The Los Angeles-born Toguri was stuck in a country at war with her home country at age 25. She refused to renounce her American citizenship and was closely watched as an enemy alien. She moved to Tokyo where she took a job as a typist at Radio Tokyo. 

By the end of the war she would find herself wanted by the U.S. Army, the FBI and other counterintelligence agencies on charges of aiding the enemy – but that’s not how she saw what she was doing at all. 

While working at the Radio Station, she met an Australian prisoner of war, Capt. Charles Cousens. After he was captured in the Japanese invasion of Singapore, his captors learned he had worked in radio before the war and he was put to the task of producing a morale-sapping propaganda show called “Zero Hour” with a handful or other POWs. 

Talking with Photographer's Mate 1st Class Thomas Gode and a Japanese policeman outside her Tokyo home during the making of a CinCPAC newsreel 9 September 1945 (National Archives)

He and two other prisoners, U.S. Army Capt. Wallace Ince and Philippine Army Lt. Normando Ildefonso "Norman" Reyes were determined to make the show as lame and harmless as they could, effectively canceling out the enemy propaganda effort. After meeting Iva Toguri, he decided he would bring her in on the joke. 

She outright refused to say anything anti-American on the show. Instead they openly mocked the idea of being a propaganda message. When she finally took up the mic in earnest, she lampooned the idea of the show, even explicitly saying things like “here’s the first blow at your morale.” Their Japanese captors didn’t understand the Western humor and double entendres they used. 

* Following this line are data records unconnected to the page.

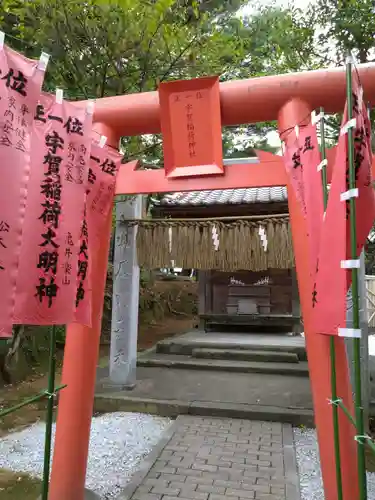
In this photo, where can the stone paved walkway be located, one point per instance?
(217, 459)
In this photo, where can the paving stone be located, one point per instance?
(219, 459)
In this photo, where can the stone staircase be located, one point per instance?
(241, 353)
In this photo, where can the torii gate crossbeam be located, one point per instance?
(289, 99)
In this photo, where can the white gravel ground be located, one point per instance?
(118, 442)
(308, 463)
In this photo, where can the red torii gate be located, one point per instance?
(290, 98)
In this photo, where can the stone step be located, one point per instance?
(184, 345)
(245, 355)
(186, 362)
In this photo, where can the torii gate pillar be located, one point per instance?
(76, 401)
(318, 350)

Toguri even used her salary on the show to get supplies for prisoners held there. She would eventually marry Felipe D'Aquino, who also worked at the station. 

Now named Iva D'Aquino, her personality on the show was a character called “Orphan Ann,” but American troops in the Pacific began referring to her (and other Japanese women on the radio) as “Tokyo Rose.” 

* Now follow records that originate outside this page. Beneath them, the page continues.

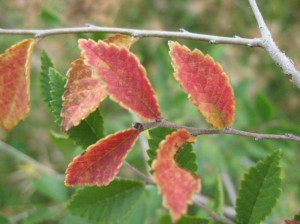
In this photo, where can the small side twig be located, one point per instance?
(225, 131)
(272, 49)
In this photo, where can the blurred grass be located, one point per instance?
(266, 101)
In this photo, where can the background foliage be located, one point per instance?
(266, 101)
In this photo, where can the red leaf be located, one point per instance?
(176, 184)
(101, 162)
(14, 83)
(124, 76)
(82, 96)
(206, 83)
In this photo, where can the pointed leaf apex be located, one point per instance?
(83, 94)
(124, 76)
(14, 83)
(206, 84)
(101, 162)
(168, 174)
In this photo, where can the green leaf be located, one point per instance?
(192, 220)
(186, 219)
(259, 190)
(186, 158)
(72, 219)
(297, 217)
(50, 17)
(51, 187)
(46, 63)
(146, 207)
(219, 197)
(40, 215)
(109, 204)
(57, 82)
(89, 130)
(263, 107)
(64, 144)
(4, 220)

“Zero Hour” only ran for little more than a year and a half, and her appearances became less frequent as the war turned south for the Japanese. When Japan surrendered, she found herself wanted by almost everyone who had ever heard one of the broadcasts. 

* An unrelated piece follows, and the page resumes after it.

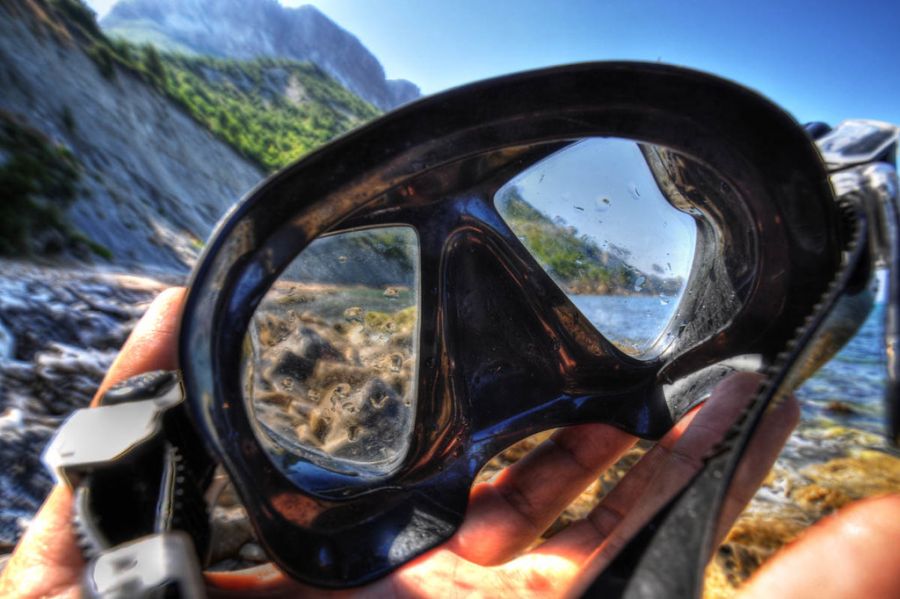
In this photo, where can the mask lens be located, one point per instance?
(593, 216)
(331, 353)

When a magazine reporter offered a $2,000 reward for an interview with Tokyo Rose, she actually stepped forward to claim the reward. Instead she was apprehended and accused of treason for aiding the enemy in her broadcasts. 

Tokyo Rose's mugshot (Wikimedia Commons)

D'Aquino was originally held in jail for a year while the Army tried to gather evidence against her, but nothing she ever said on Radio Tokyo was anti-American. Neither the FBI nor the Army in Japan could find any evidence of treason. The officers she worked with on “Zero Hour” would not say anything against her. She was eventually released. 

After trying to return to the United States, public opinion was turned against her by the American media and she was arrested yet again, sent to San Francisco, and put on trial once more, facing eight counts of treason for her work at Radio Tokyo. She was convicted on one count, mentioning the loss of ships on the radio, “on a day during October, 1944, the exact date being to the Grand Jurors unknown.”

There was no evidence of D'Aquino mentioning any ships, and Charles Cousens was present as a defense witness, but she was convicted anyway and sentenced to 10 years in prison. She served six years in a West Virginia reformatory, alongside Mildred Gillars, also known as “Axis Sally.”